Application.put_env(:council_ex, :providers,
  openrouter: [
    adapter: CouncilEx.Provider.Adapters.OpenRouter,
    api_key: {:system, "OPENROUTER_API_KEY"}
  ]
)

Step 2: Define members

You need two member roles: an Author (used by every council seat in stage 1, and again in stage 2 wearing a judge hat) and a Chair (stage 3 synthesizer).

defmodule LLMCouncil.Members.Author do
  use CouncilEx.Member
  role "Author"

  system_prompt """
  You are one voice on an LLM Council. You will receive the user's
  query in stage 1. In stage 2 you will receive a `peers` map whose
  keys are anonymous labels ("Response A", "Response B", …) and whose
  values are the OTHER members' stage-1 answers: yours has been
  removed.

  Stage 1 contract: answer the user's `:question` directly and
  thoroughly. No preamble.

  Stage 2 contract: read every entry in `peers`, then emit a strict
  JSON object matching this schema:

      {"ordering": ["Response X", "Response Y", "Response Z"],
       "rationale": "<one sentence per ranked entry>"}

  Most-preferred first. No commentary outside the JSON.
  """

  @impl true
  def output_schema, do: CouncilEx.Schemas.Ranking
end

defmodule LLMCouncil.Members.Chair do
  use CouncilEx.Member
  role "Chair"

  system_prompt """
  You are the Chair of an LLM Council. You receive every prior member's
  stage-1 answer plus every member's stage-2 ranking. Synthesize a
  single final answer for the user. Acknowledge tradeoffs the rankings
  surface. Do NOT cite anonymous labels: speak in the user's voice.
  """
end

The output_schema/0 callback on Author makes stage-2 rankings parse cleanly into %CouncilEx.Schemas.Ranking{}: :ordering is the field the aggregator reads.

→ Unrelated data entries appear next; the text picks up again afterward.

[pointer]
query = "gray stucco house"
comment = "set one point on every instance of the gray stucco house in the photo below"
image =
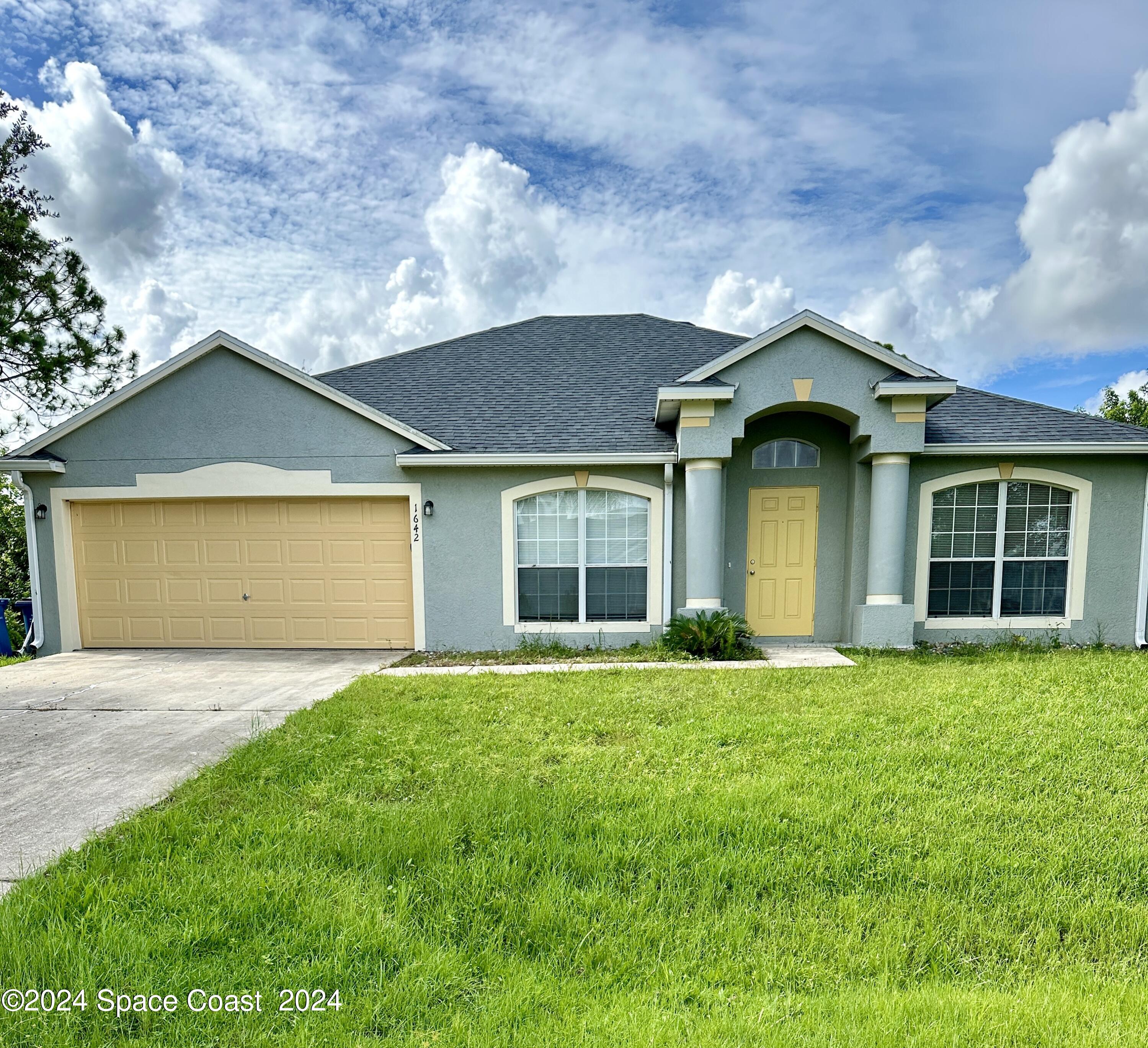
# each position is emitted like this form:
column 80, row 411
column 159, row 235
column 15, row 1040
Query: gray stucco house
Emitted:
column 586, row 477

Step 3: Define the council

defmodule LLMCouncil do
  use CouncilEx

  alias LLMCouncil.Members.{Author, Chair}

  # Stage 1 council (each seat = one frontier model)
  member :gpt,    Author, provider: :openrouter, model: "openai/gpt-4o-mini"
  member :claude, Author, provider: :openrouter, model: "anthropic/claude-sonnet-4-6"
  member :gemini, Author, provider: :openrouter, model: "google/gemini-2.5-flash"
  member :llama,  Author, provider: :openrouter, model: "meta-llama/llama-3.3-70b-instruct"

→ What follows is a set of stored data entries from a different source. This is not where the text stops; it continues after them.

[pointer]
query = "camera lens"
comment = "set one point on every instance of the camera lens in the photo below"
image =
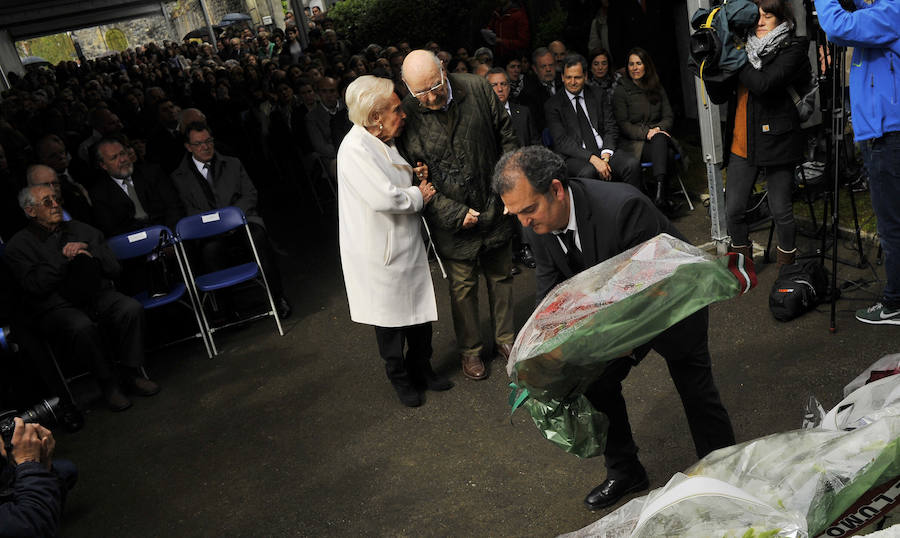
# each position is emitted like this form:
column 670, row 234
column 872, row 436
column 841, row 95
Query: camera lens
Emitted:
column 44, row 412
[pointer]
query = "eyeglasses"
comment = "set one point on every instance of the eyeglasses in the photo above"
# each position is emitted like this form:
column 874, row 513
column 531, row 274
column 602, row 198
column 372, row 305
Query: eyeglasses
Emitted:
column 48, row 201
column 207, row 142
column 434, row 88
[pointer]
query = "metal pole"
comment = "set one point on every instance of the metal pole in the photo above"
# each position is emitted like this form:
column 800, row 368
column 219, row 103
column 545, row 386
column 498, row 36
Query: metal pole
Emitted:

  # Stage 1: opinions in parallel
  round :independent_analysis

  # Stage 2: every member judges the other members' stage-1 outputs,
  #           but sees them under anonymous labels.
  round :anonymized_peer_review,
    aggregator: CouncilEx.Aggregators.PeerRanking

  # Stage 3: chairman synthesis (auto-runs when chair/2 is declared)
  chair Chair, id: :chair,
    provider: :openrouter, model: "google/gemini-2.5-flash"
end

:anonymized_peer_review does the work. It:

  • Builds a global label map (gpt → Response A, claude → Response B, …) by sorting member ids alphabetically.
  • Removes each judge's own slot from the peers map it sees.
  • Threads the label_to_id map into the aggregator so winners, scores, and per-judge ballots are all reported in the original-id space even though judges only ever saw labels.

Step 4: Run a query

{:ok, result} =
  CouncilEx.run(LLMCouncil,
    %{question: "Should an early-stage Elixir startup pick LiveView " <>
                "or Inertia.js + React for its admin panel?"})

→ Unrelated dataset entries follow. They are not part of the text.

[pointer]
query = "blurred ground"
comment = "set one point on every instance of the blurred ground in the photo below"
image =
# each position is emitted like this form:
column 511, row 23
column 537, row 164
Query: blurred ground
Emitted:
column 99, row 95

IO.puts(result.final.content)

That prints the chairman's synthesis. The interesting parts are in result.rounds:

[stage1, stage2, _synthesis] = result.rounds

# Each model's raw stage-1 answer:
Enum.each(stage1.member_results, fn {id, mr} ->
  IO.puts("=== #{id} ===")
  IO.puts(mr.response.content)
end)

# Stage-2 aggregate ranking: ids, not labels:
%{
  winner: winner,
  scores: scores,
  raw: %{
    avg_position: avg_position,
    votes: votes,
    judge_ballots: judge_ballots,
    label_to_id: label_to_id
  }
} = stage2.aggregated

IO.inspect(winner, label: "consensus best stage-1 answer")
IO.inspect(avg_position, label: "average rank position per model (lower = better)")
IO.inspect(judge_ballots, label: "what each judge ranked (de-anonymized)")
IO.inspect(label_to_id, label: "anon label → real model id")

avg_position is what karpathy's UI shows above the stage-2 tabs: each model's average rank across all judges. label_to_id lets a UI display "Response A → openai/gpt-4o-mini" alongside the raw evaluation text the model actually produced.

What anonymization buys you

Without anonymization, every judge knows whose work is whose. Models have well-documented self-recognition behavior: given an unlabeled mix, they can often pick out their own writing style and weight it favorably. Stage-2 rankings then collapse toward "everyone ranks themselves first," which is useless signal.

AnonymizedPeerReview replaces ids with Response A/B/C before any peer-review prompt is rendered. The judge has no way to know which slot is its own (unless its own writing style is unmistakable, which is a separate problem). The aggregator de-anonymizes after the fact.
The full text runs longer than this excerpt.